The Central Statistical Agency (CSA) reported that 7,624 tons of coffee were produced in Gurage, Hadiya and Kembata Tembaro combined in the year ending in 2005, based on inspection records from the Ethiopian Coffee and Tea authority. This represented 7.6% of the Southern Nations, Nationalities and Peoples' Region (SNNPR)'s output and 3.36% of Ethiopia's total output.

Following a referendum held between 18 and 26 April 2001, the Siltʼe unanimously voted to form their own region, Siltʼe.

== Demographics ==
Based on the 2007 census conducted by the Central Statistical Agency of Ethiopia (CSA), Gurage has a total population of 1,280,483. The six largest ethnic groups reported in Gurage Zone were the Gurage people (82%), the Mareqo or Libido (4.28%), the Amhara (3.36%), the Kebena (3.34%), the Siltʼe people (2.71%), and the Oromo (1.69%); all other ethnic groups made up 2.62% of the population. Gurage languages are spoken as a first language by 80.54% of the population, 5.28% spoke Amharic, 4.09% spoke Libido, 3.2% spoke Kebena, 2.98% spoke Siltʼe, and 1.06% spoke Oromo; the remaining 2.85% spoke all other primary languages reported. The majority of the inhabitants were reported as Muslim, with 51.91% of the population reporting that belief, while 41.02% practised Ethiopian Orthodox Christianity, 5.79% were Protestants, and 1.12% Catholic.

According to the 1994 census, the six largest ethnic groups reported in Gurage Zone were the Sebat Bet Gurage (45.02%), the Silt'e (34.81%), the Soddo Gurage (9.75%), the Mareqo or Libido (2.21%), the Amhara (2.16%), and the Kebena (1.82%); all other ethnic groups made up 4.21% of the population. Sebat Bet Gurage is spoken as a first language by 39.93%, 35.04% Silt'e, 10.06% spoke Soddo Gurage, 3.93% spoke Amharic, 2.16% spoke Libido, and 1.93% spoke Kebena; the remaining 6.95% spoke all other primary languages reported. The majority of the inhabitants were reported as Muslim, with 62.97% of the population reporting that belief, while 33.98% practised Ethiopian Orthodox Christianity, 1.9% were Protestants, and 0.95% Catholic.

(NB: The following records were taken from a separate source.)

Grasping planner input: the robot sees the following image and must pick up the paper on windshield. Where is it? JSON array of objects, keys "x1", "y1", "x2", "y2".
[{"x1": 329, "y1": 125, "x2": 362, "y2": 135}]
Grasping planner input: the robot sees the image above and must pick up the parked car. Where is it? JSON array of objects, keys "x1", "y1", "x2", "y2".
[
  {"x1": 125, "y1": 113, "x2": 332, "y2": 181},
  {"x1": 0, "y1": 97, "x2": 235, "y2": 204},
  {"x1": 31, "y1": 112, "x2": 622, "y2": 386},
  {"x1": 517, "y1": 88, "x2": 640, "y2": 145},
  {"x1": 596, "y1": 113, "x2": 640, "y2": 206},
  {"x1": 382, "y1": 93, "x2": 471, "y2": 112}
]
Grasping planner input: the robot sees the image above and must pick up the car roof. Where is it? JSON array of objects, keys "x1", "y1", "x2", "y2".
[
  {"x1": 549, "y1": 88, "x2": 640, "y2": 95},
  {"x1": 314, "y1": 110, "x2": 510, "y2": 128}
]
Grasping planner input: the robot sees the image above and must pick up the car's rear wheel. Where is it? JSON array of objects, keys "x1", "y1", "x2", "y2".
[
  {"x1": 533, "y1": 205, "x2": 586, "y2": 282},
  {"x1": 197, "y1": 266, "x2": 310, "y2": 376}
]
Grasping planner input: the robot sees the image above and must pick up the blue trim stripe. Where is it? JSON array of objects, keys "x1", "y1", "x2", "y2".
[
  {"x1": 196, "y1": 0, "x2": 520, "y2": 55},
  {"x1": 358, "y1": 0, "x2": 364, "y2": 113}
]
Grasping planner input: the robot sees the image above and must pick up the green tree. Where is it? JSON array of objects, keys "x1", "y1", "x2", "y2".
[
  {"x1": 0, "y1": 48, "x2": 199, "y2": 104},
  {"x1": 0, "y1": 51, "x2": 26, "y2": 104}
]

According to a May 24, 2004 World Bank memorandum, 3% of the inhabitants of Gurage have access to electricity, this zone has a road density of 95.4 kilometers per 1000 square kilometers, the average rural household has 0.5 hectares of land (compared to the national average of 1.01 hectares of land and an average of 0.89 for the SNNPR)m the equivalent of 0.2 heads of livestock. 18.9% of the population is in non-farm related jobs, compared to the national average of 25% and a regional average of 32%. 79% of all eligible children are enrolled in primary school, and 12% in secondary schools. 18% of the zone is exposed to malaria, and 38% to tsetse fly. The memorandum gave this zone a drought risk rating of 319.